On the technical level, sure one assumes that if the database is well designed (with key/key foreign constraints) there should be no duplicate problems as it would violate the database integrity.

But the Application Business Level Pattern is not about technical integrity, like a User may inadvertly add a new line item in his shopping cart : technically this should not be forbidden as the user may indeed want to add the same item a second time (say for making the same gift to 2 friends) but in that case it would be a right business practice to warn the user and make him confirm or indeed forbid him and require him to modify the quantity field.

This level should not be the coder’s responsability but the product manager responsability (in the case of corporate organisation otherwise nothing prevent the same guy to wear the 2 roles but they are conceptually separate :wink: ).


Thanks a lot ! you people are always great !

This is discouraging - if this thread accurately describes the available solutions.

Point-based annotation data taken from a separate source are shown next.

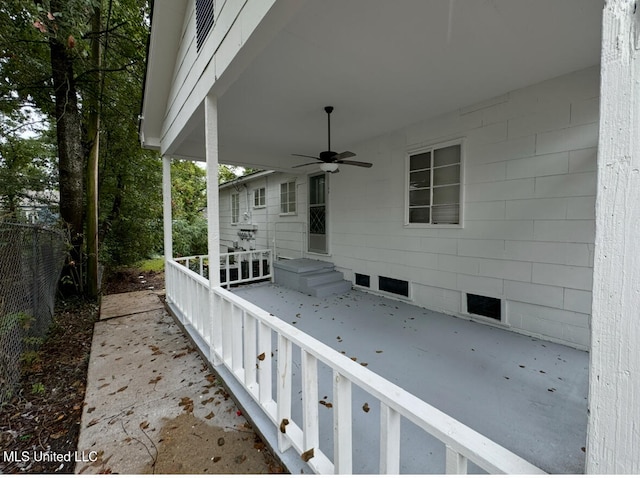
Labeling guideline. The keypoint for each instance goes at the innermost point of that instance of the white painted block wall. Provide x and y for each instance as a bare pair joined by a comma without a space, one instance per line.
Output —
529,210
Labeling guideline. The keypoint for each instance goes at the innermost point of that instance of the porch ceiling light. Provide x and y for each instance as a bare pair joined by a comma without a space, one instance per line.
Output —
329,167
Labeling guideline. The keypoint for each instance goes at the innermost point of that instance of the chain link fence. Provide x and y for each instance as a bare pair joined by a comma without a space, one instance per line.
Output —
31,260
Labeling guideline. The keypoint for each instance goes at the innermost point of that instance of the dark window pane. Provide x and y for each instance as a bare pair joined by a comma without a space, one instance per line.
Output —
420,179
446,175
448,155
420,197
449,214
420,161
446,195
419,215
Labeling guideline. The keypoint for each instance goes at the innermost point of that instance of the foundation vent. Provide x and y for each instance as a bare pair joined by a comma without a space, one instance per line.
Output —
395,286
484,306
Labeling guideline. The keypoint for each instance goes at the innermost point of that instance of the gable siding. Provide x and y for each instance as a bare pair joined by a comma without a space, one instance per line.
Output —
529,210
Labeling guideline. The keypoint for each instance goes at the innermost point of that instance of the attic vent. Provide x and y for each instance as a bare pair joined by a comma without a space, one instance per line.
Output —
485,306
363,280
395,286
204,20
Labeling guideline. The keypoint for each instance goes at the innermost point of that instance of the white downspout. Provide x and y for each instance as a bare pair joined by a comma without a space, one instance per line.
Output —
166,208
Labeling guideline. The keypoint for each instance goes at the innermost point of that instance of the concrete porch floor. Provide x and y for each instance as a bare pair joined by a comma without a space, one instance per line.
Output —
526,394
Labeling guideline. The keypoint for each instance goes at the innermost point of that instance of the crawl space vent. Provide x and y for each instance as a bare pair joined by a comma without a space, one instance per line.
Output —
395,286
363,280
485,306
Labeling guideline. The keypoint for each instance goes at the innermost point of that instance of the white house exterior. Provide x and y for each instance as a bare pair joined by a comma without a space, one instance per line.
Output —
506,93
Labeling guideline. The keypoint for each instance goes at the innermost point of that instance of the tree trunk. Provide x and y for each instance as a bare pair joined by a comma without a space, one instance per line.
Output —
70,151
93,136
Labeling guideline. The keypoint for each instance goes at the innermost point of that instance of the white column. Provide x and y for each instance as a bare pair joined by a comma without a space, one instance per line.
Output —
211,152
613,438
166,207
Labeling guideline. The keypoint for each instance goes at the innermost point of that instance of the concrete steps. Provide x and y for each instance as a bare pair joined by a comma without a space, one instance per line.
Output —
316,278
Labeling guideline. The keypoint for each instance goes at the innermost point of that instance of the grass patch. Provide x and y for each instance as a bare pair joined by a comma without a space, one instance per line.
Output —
151,265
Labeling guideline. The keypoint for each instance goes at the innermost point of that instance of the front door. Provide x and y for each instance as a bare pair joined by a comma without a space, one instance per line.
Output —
318,213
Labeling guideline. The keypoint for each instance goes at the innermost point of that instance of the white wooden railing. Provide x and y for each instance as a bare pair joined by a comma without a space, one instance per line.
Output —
235,267
239,336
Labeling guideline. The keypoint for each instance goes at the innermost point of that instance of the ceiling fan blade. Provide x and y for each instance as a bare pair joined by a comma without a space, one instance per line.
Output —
344,155
306,156
307,164
362,164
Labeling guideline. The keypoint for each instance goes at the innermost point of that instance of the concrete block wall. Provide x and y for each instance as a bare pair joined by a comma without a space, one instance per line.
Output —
529,210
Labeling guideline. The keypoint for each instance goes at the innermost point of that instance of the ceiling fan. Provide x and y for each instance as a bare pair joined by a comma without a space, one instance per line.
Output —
330,160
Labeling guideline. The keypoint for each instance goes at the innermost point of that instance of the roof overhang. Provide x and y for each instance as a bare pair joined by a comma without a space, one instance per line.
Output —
382,65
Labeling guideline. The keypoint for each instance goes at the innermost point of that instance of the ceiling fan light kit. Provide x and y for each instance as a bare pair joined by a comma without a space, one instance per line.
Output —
330,160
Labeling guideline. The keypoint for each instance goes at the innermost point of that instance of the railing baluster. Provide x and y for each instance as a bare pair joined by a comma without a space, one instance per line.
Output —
310,401
389,440
227,314
215,316
250,354
236,341
456,464
264,363
284,391
342,439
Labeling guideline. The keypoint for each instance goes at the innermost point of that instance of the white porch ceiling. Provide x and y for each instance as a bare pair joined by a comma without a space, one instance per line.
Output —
387,64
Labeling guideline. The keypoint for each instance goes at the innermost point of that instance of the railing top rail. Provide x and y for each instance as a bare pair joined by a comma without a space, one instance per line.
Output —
479,449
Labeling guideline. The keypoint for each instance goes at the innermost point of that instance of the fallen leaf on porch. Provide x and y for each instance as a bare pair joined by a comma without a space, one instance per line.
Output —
60,434
283,425
307,455
187,404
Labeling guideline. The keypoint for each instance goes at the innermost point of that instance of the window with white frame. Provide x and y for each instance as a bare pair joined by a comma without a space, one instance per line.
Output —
235,208
288,197
259,197
434,185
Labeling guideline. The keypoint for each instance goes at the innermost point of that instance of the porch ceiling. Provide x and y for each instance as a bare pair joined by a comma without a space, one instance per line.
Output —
384,65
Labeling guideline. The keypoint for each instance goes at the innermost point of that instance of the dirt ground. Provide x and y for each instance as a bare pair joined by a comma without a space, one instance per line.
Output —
44,415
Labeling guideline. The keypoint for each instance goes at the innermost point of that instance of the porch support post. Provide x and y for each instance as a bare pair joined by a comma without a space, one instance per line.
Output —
211,154
216,353
613,440
166,207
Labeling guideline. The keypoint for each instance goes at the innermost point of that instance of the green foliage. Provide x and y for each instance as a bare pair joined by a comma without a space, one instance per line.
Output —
16,319
190,237
151,265
38,389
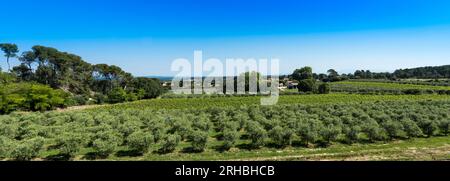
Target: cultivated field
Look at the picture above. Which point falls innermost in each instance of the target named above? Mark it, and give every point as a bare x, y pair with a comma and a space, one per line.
300, 127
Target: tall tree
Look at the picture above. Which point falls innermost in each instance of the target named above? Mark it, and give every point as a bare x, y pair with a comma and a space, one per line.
10, 51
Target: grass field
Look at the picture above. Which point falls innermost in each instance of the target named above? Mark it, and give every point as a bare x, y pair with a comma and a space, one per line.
204, 103
365, 127
437, 148
391, 86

In my case I do have an autoincrement key. I don’t believe there is general agreement that this is a bad thing. In fact I have come to use it more over many years, converted from the opposite camp.

Anyway, the choices seem to be change the database design or accept double writing the record, so long as it is the same record you keep writing.

I also have automatic date and timestamps, so it would never really write the exact same record a second time.

I continue my search for the solution I am looking for.

Why it is considered to be bad design if your primary key is “auto increment” ?.

I found this thread while searching for a solution to the same problem as the OP. Nobody answered the last poster’s question, namely why is it considered poor design to use autoincrement fields for primary keys? When I was learning database design (lo these many years ago) that’s the standard that was recommended.